Mummies Alive was a mythological tale set in modern times. The Mummies not only fought against Scarab, they all so dealt with other gods and monsters from Egyptian myth including Anubis, Set, Geb, Apep, Bast, Sekhmet, Bes, and many others, who were brought to the modern day usually as part of Scarab’s schemes when he gets in over his head.
AWESOMENESS!! With the popularity of Sailor Moon, magical transformations have become something of a staple in certain cartoons, more accurately those centered on magical heroes. The Mummies’ transformation sequences were visually cool to look at. Watching them go through the motions to summon their respective animal personas was something I could not get enough of. The remix style of the show’s Egyptian inspired music dramatized these artistically stylized sequences. Mummies Alive balanced the humor and the action. It did not lean too far one way or the other. The Mummies fought Scarab’s minions using an Egyptian inspired martial art. The series not only had awesome fighting scenes, but it was also a fish-out-of-water story. Watching the Mummies try to adapt to the 20th century is what drove the show’s humor as well as their interaction with other people. One example of this is when Presley is captured by Scarab and the Mummies needed a way to catch up to them. They commandeer a trash truck after Rath makes a scary face to frighten the driver away. What makes this humorous is how stoic Rath is both before and after the scare. All is not lost for the Mummies as they learn to quickly adapt to ways of the modern era. After watching a movie on Presley’s television (which Armon destroys fearing the man in the show was coming after Presley), Nefer-Tina is excited about driving a vehicle. She gets behind the wheel of the truck with their sarcophagi inside, quickly learning the mechanics of it and driving it back to Presley’s home. Usually, the undead have a hard time adjust to life but these mummies make the most of it.

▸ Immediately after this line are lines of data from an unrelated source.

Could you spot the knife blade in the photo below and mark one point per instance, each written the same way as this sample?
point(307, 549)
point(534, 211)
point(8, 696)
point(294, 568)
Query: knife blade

Mummies Alive ran for one season in 1997 from September to November for 42 episodes. While the show was awesome for viewers at the time, critics were not so kind with the series, criticizing the animation and comedic tones. Still, that did not stop Hasbro from creating a toyline based on the cartoon. The series of 5” action figures had regular and “fright face” versions for the Mummies with Presley and Nefer-Tina having their figures released late in the toyline’s run, making them semi-rare finds. A final wave of toys would have contained a Night Hunter Ja-Kal and Armon, as well as Cobra Strike Pep but only a few of these figures were released in some parts of Europe. Mummies Alive was eventually released on home video, first by Buena Vista Home Video who released the “Family Feud” episodes in 1998, followed by Lions Gate Entertainment who only release the first four episodes in 2001. The first four episodes were released again by Sterling Entertainment in 2003 before the entire series was released on home video in Germany, which is available as of March 14, 2017.
Though the Mummies time was short lived, their adventures still live on in the memories of 90’s kids who remember their action and antics, and how cool it is to kick ‘tut’.